Bij deze uitkomst van de procedure zal [gedaagde i.d. hoofdzaak en eiser i.d. vrijwaringszaak] als de in het ongelijk gestelde partij worden veroordeeld in de kosten van deze procedure, waarbij de kantonrechter de proceskosten van het vrijwaringsincident op grond van artikel 237 lid 1 Wetboek van Burgerlijke Rechtsvordering (Rv) zal compenseren.
in de vrijwaringszaak
4.5.
[gedaagde i.d. hoofdzaak en eiser i.d. vrijwaringszaak] stelt een regresvordering te hebben op [gedaagde i.d. vrijwaringszaak] als bedoeld in artikel 6:10 lid 2 BW, omdat EuroParcs de vordering in de hoofdzaak alleen tegen hem heeft ingesteld en niet tegen [gedaagde i.d. vrijwaringszaak] .
4.6.
Een regresvordering ontstaat indien een hoofdelijk medeschuldenaar een vordering voldoet voor meer dan het gedeelte dat hem aangaat (ECLI:NL:HR:2012:BU3784). Tussen partijen staat echter vast dat [gedaagde i.d. hoofdzaak en eiser i.d. vrijwaringszaak] de vordering van EuroParcs (nog) niet heeft betaald. Aan de ontstaansvoorwaarde van de regresvordering is dus niet voldaan.

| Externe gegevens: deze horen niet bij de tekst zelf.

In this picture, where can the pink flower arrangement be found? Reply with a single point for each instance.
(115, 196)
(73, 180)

Voor zover [gedaagde i.d. hoofdzaak en eiser i.d. vrijwaringszaak] heeft gesteld dat hij een vordering heeft op [gedaagde i.d. vrijwaringszaak] omdat zij allebei hoofdelijk aansprakelijk zijn jegens EuroParcs, oordeelt de kantonrechter dat die stelling geen steun vindt in het recht.
4.7.
De vordering van [gedaagde i.d. hoofdzaak en eiser i.d. vrijwaringszaak] is gelet op het voorgaande niet toewijsbaar.
4.8.
De kantonrechter ziet aanleiding de proceskosten op grond van artikel 237 lid 1 Rv te compenseren, aangezien [gedaagde i.d. hoofdzaak en eiser i.d. vrijwaringszaak] en [gedaagde i.d. vrijwaringszaak] op dit moment nog met elkaar zijn gehuwd.

5.BESLISSING

De kantonrechter:
in de hoofdzaak
5.1.
veroordeelt [gedaagde i.d. hoofdzaak en eiser i.d. vrijwaringszaak] tot betaling aan EuroParcs van € 10.363,37, te vermeerderen met de wettelijke rente als bedoeld in artikel 6:119 BW met inachtneming van het bepaalde in artikel 6:119 lid 2 BW vanaf 13 januari 2022 tot de dag van algehele voldoening,
5.2.
veroordeelt [gedaagde i.d. hoofdzaak en eiser i.d. vrijwaringszaak] in de proceskosten, aan de zijde van EuroParcs tot op heden begroot op:
griffierecht € 514
explootkosten € 107,22
salaris gemachtigde
€ 746(2 punten × het liquidatietarief van € 373)
totaal € 1.367,22
inclusief eventueel verschuldigde btw;
5.3.
veroordeelt [gedaagde i.d. hoofdzaak en eiser i.d. vrijwaringszaak] in de na dit vonnis aan de zijde van EuroParcs ontstane nakosten, begroot op € 124,00 aan salaris gemachtigde, te vermeerderen, onder de voorwaarde dat betekening van de uitspraak heeft plaatsgevonden en [gedaagde i.d. hoofdzaak en eiser i.d. vrijwaringszaak] niet binnen veertien dagen na aanschrijving aan het vonnis heeft voldaan, met de explootkosten van betekening van de uitspraak, een en ander voor zover van toepassing inclusief btw;
5.4.
verklaart dit vonnis tot zover uitvoerbaar bij voorraad;
5.5.
wijst het meer of anders gevorderde af;
in de vrijwaringszaak
5.6.
wijst de vorderingen af;
5.7.
compenseert de proceskosten, in die zin dat iedere partij de eigen kosten draagt.
Aldus gewezen door mr. A.L. op ‘t Hoog, kantonrechter, en uitgesproken ter openbare terechtzitting van 21 oktober 2022 in tegenwoordigheid van de griffier.